Fear also prevents women from seeking counselling or treatment. Disclosing one’s status is often perceived as ‘bringing shame’ on families and communities. So many women remain silent and don’t seek the help they need to stay healthy. A much publicized story was that of Gugu Dlamini – a young woman in Durban who was murdered by her neighbours after she publicly disclosed her status.
Africa has responded to the crisis in varying ways, some practical, others potentially damaging. An example of the latter has been the revival of ‘virginity testing’, where young girls’ genitalia are inspected at public ceremonies and certificates given to those who make the grade. In Swaziland, women protested the re-introduction of umchwasho – where young girls wear woollen tassels in public to signify their virginity and commitment to abstinence. Some projects look to revive positive cultural practices such as non-penetrative forms of sexual release promoted amongst youth in the past.
Obviously a vaccine will protect women but that is a long way off. One of the more sensible ideas being explored is the development of vaginally inserted microbiocides – which will kill the virus and can be administered without a partner’s knowledge. Similarly, the female condom. Activists are also pushing for rape survivors to have legislated access to antiretroviral treatment.

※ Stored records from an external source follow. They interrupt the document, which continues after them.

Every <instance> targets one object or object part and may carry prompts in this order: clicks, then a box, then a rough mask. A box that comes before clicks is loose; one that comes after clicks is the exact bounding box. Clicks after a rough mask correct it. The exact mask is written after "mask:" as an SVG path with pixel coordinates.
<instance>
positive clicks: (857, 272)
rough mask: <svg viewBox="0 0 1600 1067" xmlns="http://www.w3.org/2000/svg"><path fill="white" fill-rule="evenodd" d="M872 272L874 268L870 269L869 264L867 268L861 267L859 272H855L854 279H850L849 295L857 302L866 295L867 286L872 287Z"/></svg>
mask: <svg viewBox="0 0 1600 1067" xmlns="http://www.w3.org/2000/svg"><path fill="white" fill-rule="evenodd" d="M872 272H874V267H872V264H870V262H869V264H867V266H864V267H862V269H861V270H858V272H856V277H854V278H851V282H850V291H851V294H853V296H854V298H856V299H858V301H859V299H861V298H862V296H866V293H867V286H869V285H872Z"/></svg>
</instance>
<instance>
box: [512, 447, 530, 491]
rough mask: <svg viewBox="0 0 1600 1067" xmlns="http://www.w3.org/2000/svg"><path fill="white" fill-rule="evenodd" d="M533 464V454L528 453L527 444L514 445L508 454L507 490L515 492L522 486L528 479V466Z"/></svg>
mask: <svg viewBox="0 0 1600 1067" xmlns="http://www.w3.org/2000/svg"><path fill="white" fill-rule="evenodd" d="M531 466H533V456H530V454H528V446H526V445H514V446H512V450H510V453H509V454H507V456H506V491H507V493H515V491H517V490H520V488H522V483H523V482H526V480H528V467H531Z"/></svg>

However, these solutions don’t address the root of the problem – gender inequality. That’s why programmes focusing on the empowerment of women, human-rights education and raising self-esteem are growing throughout the continent. Empilisweni Centre, for example, was established as an AIDS and health-education project in an impoverished rural area of the Eastern Cape. Founded by Elizabeth Musaba, the project focuses on decreasing women’s economic dependence on men – as well as highlighting the link between sexual violence and AIDS.
But what about the men? The jury is still out on the effectiveness of counselling abusive men. More projects are engaging men to shift social norms. But many gender activists complain that programmes focusing on men take away scarce resources that should be for women. Musaba, whose project involves men, says this misses the point: ‘In Zambia in the 1980s we got nowhere with our family-planning programme until we began to incorporate men. We will get nowhere with AIDS if we exclude them. We mustn’t lose sight of the ultimate goal, which is to build the capacity of women, but we can only succeed if the two are done simultaneously.’
Alice Munyua of FEMNET, a broad network of African organizations advocating women’s rights, agrees: ‘We believe we have to bring men on board because they hold the power and authority.’ The network is facilitating a process of ‘Men Against Gender Based Violence’ which involves projects in Namibia, Malawi, Kenya and South Africa.
McDonald Chapalapata of the Malawi project believes this work is already bearing fruit. ‘Our project brings on board influential men from the judiciary, police, politicians and churches to speak out publicly against gender violence. We have pastors who are preaching respect for women’s rights. We run workshops on gender equality and help form village committees which focus on women’s rights and the law.
‘We are definitely starting to see results. In the southern lake-shore district of Malawi, the village committee arrested a police officer who beat up his wife after she tried to leave him. It took great courage to arrest a policeman.’
Violence against women and the AIDS epidemic sit together like a bad marriage. While the merits of individual counselling may be debated, the tide of both epidemics will not turn unless we counsel society as a whole.